Can Scan Text Date extract a /21.04.20 and how do I make that the created date?

Blanc · June 27, 2020, 1:40pm

I would like to automatically date and name a typ of document which I regularly receive. I have a rule which reliably picks out the document, but which also reliably fails to pick out the document date. This is because all copies of the document contain the date 01.10.2019 near the top right, and the actual document date is in the footer, and of the format “BLATT: 2858/21.04.20”. The 4 digits before the / are always variable, and the number of spaces after the : is several, but will usually on copy paste as one space. I would like to change the creation date to - in this case - 21.04.20 (DD.MM.YY). DT does not recognise “BLATT: 2664/21.04.20” as containing a date at all (so using "newest document date doesn’t work), and macOS assumes the line to contain a phone number.

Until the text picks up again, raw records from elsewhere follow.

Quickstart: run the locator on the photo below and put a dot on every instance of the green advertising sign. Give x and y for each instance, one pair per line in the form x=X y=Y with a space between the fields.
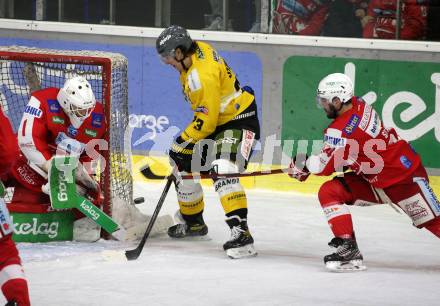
x=405 y=94
x=52 y=226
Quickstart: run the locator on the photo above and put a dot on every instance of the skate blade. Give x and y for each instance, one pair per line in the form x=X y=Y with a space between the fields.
x=193 y=238
x=351 y=266
x=242 y=252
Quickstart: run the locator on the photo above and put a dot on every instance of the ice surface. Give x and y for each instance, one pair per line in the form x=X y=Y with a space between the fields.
x=291 y=237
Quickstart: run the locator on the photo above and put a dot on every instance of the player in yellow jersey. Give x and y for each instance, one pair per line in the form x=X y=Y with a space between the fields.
x=224 y=113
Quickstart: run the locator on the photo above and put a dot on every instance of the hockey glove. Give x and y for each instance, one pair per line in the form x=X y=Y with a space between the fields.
x=298 y=169
x=181 y=154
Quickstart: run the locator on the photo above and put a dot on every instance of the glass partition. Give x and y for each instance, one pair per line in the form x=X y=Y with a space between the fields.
x=382 y=19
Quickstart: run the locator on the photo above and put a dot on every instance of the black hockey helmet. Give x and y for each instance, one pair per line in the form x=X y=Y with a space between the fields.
x=172 y=38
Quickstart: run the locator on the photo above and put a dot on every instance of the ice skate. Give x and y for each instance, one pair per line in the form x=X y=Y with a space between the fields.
x=184 y=229
x=347 y=257
x=241 y=243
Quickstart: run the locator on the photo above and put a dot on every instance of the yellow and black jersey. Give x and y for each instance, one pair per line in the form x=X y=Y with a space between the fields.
x=213 y=91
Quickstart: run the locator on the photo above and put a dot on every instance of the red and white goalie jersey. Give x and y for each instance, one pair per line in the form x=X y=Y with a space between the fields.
x=45 y=128
x=358 y=140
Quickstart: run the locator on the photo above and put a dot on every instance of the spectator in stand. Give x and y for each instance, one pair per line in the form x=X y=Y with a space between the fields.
x=344 y=18
x=214 y=21
x=302 y=17
x=433 y=20
x=380 y=21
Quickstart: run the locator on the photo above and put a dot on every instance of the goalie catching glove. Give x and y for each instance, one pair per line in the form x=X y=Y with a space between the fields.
x=181 y=154
x=298 y=169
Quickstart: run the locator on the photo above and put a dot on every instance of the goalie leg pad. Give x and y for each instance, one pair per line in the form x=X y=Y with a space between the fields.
x=6 y=224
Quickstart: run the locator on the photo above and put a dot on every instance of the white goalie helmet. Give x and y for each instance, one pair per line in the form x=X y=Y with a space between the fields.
x=77 y=100
x=335 y=85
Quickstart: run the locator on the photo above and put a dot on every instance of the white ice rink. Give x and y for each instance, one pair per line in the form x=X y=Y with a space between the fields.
x=291 y=236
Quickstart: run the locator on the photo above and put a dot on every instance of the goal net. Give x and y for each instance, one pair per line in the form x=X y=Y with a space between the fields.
x=24 y=70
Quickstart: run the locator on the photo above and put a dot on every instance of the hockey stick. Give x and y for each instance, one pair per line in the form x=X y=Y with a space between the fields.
x=149 y=174
x=134 y=254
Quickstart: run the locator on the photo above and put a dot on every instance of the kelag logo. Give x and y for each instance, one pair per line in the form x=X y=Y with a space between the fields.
x=405 y=102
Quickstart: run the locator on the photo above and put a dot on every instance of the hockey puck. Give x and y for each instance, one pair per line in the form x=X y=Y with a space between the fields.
x=139 y=200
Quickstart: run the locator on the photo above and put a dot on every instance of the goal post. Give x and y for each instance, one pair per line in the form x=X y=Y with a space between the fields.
x=24 y=70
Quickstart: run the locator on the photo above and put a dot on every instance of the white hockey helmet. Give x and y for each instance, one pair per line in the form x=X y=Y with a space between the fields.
x=335 y=85
x=77 y=99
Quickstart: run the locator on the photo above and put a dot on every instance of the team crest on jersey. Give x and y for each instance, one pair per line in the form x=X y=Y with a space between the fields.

I thought maybe I could extract the date with Scan Text Date in the rule, but I can’t figure out how. Also, even if I could, it’s not obvious to me how I would then set that date as the created date. Can anybody point me in the right direction? Or is there another (or no) solution? Cheers

BLUEFROG · June 27, 2020, 2:13pm

Like so…?

Blanc · June 27, 2020, 2:32pm

ye-es - now paste me the smart rule :* Pleeeeease

Your post shows that you have successfully extracted the date - does that date automatically become the document date?

BLUEFROG · June 27, 2020, 4:04pm

does that date automatically become the document date?

No and there’s no Document Date to set as it’s a read-only property detected by DEVONthink.
You could set a custom metadata field (as I did in the version I attached) or change the name or some such other thing.

Also, note I captured the parts of the date individually so you can reorder as needed.

Blanc Date from Text.dtSmartRule.zip (1.0 KB)

Blanc · June 27, 2020, 4:13pm

Thanks very much for that With that in hand I can go off and better understand the syntax. It’s certainly useful, because now I can use part of the date in the name of the document, which is brilliant.

So am I right in saying that there is no way that once that date is extracted it can become the “created” date of the document? Generally when I scan documents I change the “created” date to the date the document was actually created by the author, and was hoping to do that automatically in this case.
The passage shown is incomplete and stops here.